On the surface, Ad Astra might seem to be shamelessly cribbing from a wide swath of sci-fi movie monoliths, all the way from Stanley Kubrick’s 2001: A Space Odyssey to Christopher Nolan’s Interstellar. Following Pitt’s emotionally closed-off McBridge as he ventures to the edges of the solar system in search of his long-thought-to-be-dead father (Tommy Lee Jones), many have joked about the film’s place in the burgeoning “sad dads in space” genre, where typically male directors use the emptiness of what lies beyond our atmosphere to hash out their daddy issues on a grand scale. Gray isn’t entirely innocent of buying into that trope, but the end result is about much more than the consequences of dealing with absent patriarchs.
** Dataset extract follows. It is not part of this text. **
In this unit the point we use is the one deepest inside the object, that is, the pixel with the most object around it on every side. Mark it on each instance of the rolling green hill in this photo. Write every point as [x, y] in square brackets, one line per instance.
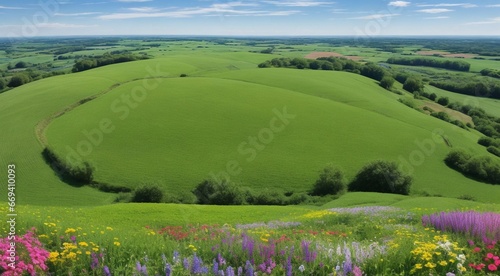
[148, 125]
Make no mistake, Ad Astra is still a rousing, often kinetic piece of sci-fi entertainment filled with some of the most riveting bits of space action in modern memory. From a Mad Max-like chase across the far side of the Moon to a gnarly, surprisingly scary sequence upon a Norwegian space station, Gray proves himself more than capable of pairing his philosophical vision with exciting displays of astronaut bravura. What’s remarkable is how the more chaotic moments of the film still play into his overarching mission; Gray is aiming to craft a meditative, introspective look at the ugly monster of depression, and how those of us afflicted by even the “minor” effects of mental illness can move through the motions of our day-to-day lives bogged down by the feeling of utter defeat. The gutsier, more action-packed moments aren’t just tacked onto these ideas. They are served in a way that shows high-budget sci-fi doesn’t have to sacrifice the emotional intelligence the defines the genre in order to pull off a few good thrills as well.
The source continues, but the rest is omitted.